On Jan. 14, those were rhetorical questions designed to unite the activists. The looming prospect of homelessness and the constant reality of poverty is a heavy burden to shoulder. They’ve seen broken promises and neglect spanning administrations and candidates from both political parties. But peace of mind exists in community. The CICA members marched through the nasty precipitation in D.C. for a seat at the table — a chance to make sure their lives are valued as much as those willing to move into their neighborhoods.
Lenora B. Fulani is the director of Operation Conversation: Cops & Kids, a nonprofit operating in six cities that serves more than 10,000 young people in afterschool programs. She also holds the distinction of running for president in both 1988 and 1992, becoming the first black woman to land on the ballot in all 50 states. On Jan. 14, she was leading the housing activists’ march within the march.
Born in the projects of Chester, Pennsylvania, Fulani spent the first nine years of her life in the same conditions she has since committed her life to battling. Being poor in the richest country in the world “breaks her heart,” she said. Her years in politics and community activism cemented her belief that while Republicans disagree with Democrats and Democrats disagree with Republicans, neither care much about the poor.
“I don’t think we’re any less empowered by the election of Donald Trump than we would be by the election of Hillary Clinton,” Fulani said, citing former President Bill Clinton’s 1996 welfare reform and its negative impact on poor communities. Even if Trump disappeared tomorrow, she said, the level of poverty would not decrease.

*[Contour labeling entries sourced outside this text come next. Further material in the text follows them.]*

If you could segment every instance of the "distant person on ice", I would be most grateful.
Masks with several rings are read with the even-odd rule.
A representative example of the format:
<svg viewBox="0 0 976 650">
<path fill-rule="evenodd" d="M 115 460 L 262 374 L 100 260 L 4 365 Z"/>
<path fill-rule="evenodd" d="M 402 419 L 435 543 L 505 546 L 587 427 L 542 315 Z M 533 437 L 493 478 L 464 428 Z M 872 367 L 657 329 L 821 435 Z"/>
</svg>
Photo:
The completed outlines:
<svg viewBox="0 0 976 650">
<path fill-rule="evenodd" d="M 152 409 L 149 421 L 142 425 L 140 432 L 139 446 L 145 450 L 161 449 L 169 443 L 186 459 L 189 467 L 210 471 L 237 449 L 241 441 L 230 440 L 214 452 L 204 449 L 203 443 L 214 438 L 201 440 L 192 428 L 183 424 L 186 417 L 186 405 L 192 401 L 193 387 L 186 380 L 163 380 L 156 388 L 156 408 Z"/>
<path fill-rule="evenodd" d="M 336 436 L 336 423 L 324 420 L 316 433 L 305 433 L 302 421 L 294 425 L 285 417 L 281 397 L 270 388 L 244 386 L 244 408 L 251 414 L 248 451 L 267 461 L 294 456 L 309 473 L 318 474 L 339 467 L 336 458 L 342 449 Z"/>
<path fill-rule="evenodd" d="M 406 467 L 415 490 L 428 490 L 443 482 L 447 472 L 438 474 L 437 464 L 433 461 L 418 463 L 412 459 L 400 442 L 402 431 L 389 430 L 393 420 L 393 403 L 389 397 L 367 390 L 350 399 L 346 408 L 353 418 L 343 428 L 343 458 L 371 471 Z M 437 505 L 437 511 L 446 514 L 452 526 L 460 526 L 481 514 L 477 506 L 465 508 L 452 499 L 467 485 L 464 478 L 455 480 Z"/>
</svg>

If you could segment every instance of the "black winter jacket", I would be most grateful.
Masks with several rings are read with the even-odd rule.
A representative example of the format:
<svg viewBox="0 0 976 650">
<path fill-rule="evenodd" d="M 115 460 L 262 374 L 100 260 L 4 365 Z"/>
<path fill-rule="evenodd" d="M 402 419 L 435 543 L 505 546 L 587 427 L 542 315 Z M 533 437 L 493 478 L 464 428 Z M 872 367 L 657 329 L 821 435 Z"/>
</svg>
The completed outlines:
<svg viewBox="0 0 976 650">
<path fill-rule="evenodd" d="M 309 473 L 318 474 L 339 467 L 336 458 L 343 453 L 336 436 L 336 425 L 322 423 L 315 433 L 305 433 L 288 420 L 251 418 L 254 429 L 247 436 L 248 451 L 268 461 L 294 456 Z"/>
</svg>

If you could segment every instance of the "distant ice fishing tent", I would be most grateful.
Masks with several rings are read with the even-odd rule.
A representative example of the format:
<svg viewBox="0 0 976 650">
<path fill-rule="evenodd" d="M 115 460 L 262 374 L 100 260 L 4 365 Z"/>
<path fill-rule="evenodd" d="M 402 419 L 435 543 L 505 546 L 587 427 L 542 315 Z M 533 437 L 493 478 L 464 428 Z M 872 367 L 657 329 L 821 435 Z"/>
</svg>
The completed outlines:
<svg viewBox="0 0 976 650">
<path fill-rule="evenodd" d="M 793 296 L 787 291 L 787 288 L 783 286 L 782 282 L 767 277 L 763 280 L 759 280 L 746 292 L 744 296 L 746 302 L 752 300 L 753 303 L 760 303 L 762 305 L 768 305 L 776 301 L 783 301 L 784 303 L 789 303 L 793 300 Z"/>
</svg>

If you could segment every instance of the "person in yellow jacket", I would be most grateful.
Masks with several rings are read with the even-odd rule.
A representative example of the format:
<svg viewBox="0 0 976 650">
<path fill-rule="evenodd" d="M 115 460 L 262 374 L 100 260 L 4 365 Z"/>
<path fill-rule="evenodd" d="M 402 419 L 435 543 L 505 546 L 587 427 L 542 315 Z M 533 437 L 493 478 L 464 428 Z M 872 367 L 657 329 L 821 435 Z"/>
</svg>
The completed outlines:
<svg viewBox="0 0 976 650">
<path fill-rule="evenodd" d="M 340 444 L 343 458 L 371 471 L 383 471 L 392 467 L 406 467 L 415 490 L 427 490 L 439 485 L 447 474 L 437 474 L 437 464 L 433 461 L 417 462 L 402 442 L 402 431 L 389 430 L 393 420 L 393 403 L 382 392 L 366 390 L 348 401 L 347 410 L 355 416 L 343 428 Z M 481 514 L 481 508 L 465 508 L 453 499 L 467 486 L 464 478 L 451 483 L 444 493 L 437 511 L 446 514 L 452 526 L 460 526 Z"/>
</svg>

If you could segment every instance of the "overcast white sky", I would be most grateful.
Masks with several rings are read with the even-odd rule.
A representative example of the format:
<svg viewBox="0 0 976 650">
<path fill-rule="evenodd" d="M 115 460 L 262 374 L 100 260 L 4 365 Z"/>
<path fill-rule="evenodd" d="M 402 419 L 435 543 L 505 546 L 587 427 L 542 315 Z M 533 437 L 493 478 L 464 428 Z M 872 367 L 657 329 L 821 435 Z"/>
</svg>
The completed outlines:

Rev. Al Sharpton and National Urban League President Marc Morial lead the “We Shall Not Be Moved” march January 14, 2017 at West Potomac Park in Washington, DC. National Action Network (NAN) held a rally and a march on Martin Luther King Day weekend “to warn President Trump and Congress that the fight for criminal justice, voting rights, affordable health care, improvements in education and other issues around equality and justice continues.”
Alex Wong/Getty Images
As the crowd walked into West Potomac Park, where the day’s speeches were about to begin, she spoke about how being poor involves far more than the lack of money. It’s bound up with poor education, the lack of community resources and violence that stems from the hopelessness these dilapidated environments foster.
“I don’t know what Trump is going to do. The point that I’m making is that the same kind of fury and concern that we have towards him, the Clintons deserve,” she said. “I think that that’s why 1 million blacks didn’t vote. And I don’t think they should be blamed for that. They should be applauded because what they’re saying to this nation is we’re not going to keep going back and forth between this and that when neither comes through.”
By now, protesters had rallied around the stage, with the Martin Luther King Jr. Memorial in the background facing the Potomac River. A stone’s throw away was the Franklin Delano Roosevelt Memorial. The sleet picked back up as Sharpton spoke. His demands for expanded voting rights, criminal justice reform, economic justice and the Affordable Care Act energized many, including Murray. She shouted in approval, even dancing in her turquoise poncho when stronger points were made.
Scott, meanwhile, searched for a pen so she could obtain more signatures to send to de Blasio. Her eyes were wet, and not only from the precipitation. Back at home, she knows families trying to survive another winter in conditions that are, at best, deplorable. No one cares, she said, because their voices don’t matter to those in power.
She pauses at the next question: What’s next for her if one day she becomes the victim she’s trying to protect? “That’s why we’re out here. We don’t know the future. We can march. We can protest against this. We try our best.”